Sunday, January 16, 2011

Brinkmanship



I do my best thinking in the shower.  I take my longest and best fucking showers in a hotel.  Cause the hot water never ends right?  Fuck it, I'm not paying for it directly right?  In college it was the same.  If there was a paper due in oh, I don't know, hypothetically, 4 hours?

It's shower time.

Maybe it's the noise, the noise or the feeling, the soap, the preoccupation.  I think it's the ability to be doing something while focusing entirely on something else.  
(Not what I meant)

I find similar thought patterns in activities such as running and golf.  In that sense I think one's conscious self is so ingrained in the lather, rinse, repeat, actions, that the subconscious is really able to flourish and thrive.  That area from one's brain where true inspiration is cultivated becomes suddenly so accessible.  For me, it was always a "Eureka!" Moment.  My great idea, my pivotal thesis or intangible undeniable argument had been just lingering below the surface.  Always present, just needed to be discovered.  There was never any doubt that I was lacking a great idea, pretentious as it may sound.  Then I would emerge from the shower, wearing nothing but a towel, and proceed to pull off what I had previously thought was impossible.

For the record, this is called "Brinkmanship."

A fairly new term coined to describe those who push a situation to dangerous limits.  It can be used in a contemporary sense to describe those who insist upon procrastination as a means to feel the pressure as an ultimatum unfairly enforced upon them.  They will refuse to accept their previous inaction as cause for their sudden predicament.  They will however, ally all against them and view the work to be completed as a race against time, as a challenge.

Denial 101.  One of the most predictable human emotions.  This couldn't be my fault.  And one would think having this self awareness would lead one to scrap brinkmanship in favor of the more practical, preparation and foresightedness?

Well one would be wrong.  Don't you see?  You'd be removing the thrill of it all.

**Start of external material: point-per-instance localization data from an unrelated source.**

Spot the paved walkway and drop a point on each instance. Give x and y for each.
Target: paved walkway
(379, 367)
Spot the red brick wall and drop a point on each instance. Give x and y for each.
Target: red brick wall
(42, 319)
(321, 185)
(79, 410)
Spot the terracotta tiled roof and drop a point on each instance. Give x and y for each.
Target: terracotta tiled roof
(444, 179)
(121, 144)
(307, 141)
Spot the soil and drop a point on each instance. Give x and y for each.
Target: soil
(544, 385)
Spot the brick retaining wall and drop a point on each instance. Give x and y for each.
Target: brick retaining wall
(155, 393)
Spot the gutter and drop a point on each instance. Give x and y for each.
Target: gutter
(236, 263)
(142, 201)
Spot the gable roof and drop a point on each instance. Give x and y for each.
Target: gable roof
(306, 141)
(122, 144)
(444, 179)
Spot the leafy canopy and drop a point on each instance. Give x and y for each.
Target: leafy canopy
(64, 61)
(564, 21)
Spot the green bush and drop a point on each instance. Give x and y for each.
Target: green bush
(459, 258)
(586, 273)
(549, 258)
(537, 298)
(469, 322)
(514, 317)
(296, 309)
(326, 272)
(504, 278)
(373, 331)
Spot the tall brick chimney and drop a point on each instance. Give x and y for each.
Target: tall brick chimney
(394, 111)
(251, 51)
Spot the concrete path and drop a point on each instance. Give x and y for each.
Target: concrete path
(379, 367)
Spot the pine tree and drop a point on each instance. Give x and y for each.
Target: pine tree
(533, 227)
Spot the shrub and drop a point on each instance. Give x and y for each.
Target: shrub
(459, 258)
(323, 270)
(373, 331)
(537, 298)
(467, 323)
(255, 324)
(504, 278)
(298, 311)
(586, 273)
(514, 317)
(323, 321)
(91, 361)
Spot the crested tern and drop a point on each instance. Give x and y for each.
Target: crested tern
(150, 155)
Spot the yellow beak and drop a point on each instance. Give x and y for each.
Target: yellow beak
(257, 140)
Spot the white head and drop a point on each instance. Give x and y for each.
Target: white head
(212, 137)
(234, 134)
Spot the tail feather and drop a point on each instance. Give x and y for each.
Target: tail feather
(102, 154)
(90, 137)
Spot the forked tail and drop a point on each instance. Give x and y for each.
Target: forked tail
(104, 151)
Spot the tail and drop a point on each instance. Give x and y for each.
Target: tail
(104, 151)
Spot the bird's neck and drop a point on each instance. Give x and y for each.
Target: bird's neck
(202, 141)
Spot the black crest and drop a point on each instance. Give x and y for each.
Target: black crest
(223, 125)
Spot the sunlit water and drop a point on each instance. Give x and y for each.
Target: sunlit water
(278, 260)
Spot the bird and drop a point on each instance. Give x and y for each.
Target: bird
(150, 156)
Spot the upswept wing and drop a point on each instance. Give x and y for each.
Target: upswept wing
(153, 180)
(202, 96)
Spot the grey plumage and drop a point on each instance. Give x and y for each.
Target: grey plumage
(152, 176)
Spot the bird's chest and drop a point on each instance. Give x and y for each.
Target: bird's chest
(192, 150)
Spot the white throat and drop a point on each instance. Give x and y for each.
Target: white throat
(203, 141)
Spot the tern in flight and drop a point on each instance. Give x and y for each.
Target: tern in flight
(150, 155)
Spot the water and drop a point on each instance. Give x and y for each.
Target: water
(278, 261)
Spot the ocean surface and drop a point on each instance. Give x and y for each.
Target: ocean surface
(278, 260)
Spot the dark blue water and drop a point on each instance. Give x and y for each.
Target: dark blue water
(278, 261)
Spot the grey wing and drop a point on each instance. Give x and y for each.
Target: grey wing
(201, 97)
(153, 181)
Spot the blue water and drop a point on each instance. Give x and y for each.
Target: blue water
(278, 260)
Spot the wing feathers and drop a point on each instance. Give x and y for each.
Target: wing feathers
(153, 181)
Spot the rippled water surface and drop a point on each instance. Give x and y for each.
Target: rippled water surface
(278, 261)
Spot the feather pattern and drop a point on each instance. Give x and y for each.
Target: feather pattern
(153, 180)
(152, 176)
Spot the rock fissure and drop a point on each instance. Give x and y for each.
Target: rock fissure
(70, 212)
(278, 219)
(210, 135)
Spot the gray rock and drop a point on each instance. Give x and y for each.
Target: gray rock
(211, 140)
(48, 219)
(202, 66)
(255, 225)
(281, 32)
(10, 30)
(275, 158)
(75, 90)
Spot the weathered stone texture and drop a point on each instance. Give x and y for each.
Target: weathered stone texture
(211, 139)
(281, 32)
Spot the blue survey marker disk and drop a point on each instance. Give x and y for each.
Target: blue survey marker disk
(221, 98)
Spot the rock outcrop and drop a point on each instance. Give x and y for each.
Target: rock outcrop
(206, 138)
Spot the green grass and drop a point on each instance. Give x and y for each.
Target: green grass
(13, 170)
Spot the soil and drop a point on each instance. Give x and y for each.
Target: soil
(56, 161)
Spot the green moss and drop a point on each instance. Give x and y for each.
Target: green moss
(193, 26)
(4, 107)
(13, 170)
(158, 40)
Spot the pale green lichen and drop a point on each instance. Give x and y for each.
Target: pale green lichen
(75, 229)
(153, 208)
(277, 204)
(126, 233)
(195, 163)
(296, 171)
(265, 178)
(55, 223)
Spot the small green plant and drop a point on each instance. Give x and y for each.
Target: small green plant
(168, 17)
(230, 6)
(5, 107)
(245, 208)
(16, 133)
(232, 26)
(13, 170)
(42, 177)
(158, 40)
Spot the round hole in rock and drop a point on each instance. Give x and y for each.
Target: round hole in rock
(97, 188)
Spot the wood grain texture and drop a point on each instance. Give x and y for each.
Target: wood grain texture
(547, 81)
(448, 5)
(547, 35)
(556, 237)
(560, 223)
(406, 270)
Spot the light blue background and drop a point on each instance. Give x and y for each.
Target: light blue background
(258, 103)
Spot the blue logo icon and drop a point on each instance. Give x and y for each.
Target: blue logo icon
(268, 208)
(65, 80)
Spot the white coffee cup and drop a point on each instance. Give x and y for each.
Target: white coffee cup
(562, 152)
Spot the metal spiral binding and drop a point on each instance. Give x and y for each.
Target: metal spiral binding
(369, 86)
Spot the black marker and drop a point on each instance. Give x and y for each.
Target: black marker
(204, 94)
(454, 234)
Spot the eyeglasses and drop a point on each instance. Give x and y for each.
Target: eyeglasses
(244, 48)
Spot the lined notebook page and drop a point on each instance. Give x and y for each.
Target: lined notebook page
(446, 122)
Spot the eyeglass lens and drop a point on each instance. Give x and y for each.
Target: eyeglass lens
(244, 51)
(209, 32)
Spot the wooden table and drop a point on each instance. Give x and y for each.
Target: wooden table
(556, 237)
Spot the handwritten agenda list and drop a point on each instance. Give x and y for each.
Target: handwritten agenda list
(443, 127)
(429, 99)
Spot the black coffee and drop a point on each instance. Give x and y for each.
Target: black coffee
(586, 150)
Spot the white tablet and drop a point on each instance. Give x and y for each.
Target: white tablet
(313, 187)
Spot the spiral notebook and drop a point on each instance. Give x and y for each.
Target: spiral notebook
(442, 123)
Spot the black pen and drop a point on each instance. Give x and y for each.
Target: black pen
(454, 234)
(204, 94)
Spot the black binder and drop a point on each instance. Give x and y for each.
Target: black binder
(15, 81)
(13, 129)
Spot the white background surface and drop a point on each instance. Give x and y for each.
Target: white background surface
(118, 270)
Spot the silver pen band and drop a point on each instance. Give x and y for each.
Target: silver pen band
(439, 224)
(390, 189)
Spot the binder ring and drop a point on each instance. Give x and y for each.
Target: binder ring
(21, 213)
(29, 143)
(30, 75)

Those who employ brinkmanship likely view themselves as those, who thrive upon pressure.  That raising the stakes to this level was not of their action, it was inevitable and now they must rise to that challenge and get "high" so to speak off the victory.  Some will maintain that their best work only comes from the pressure.  You know who employed brinkmanship with fantastic outcomes (other than me)?

JFK.  Boom.  

This post would be infinitely better had there been a deadline imposed upon it.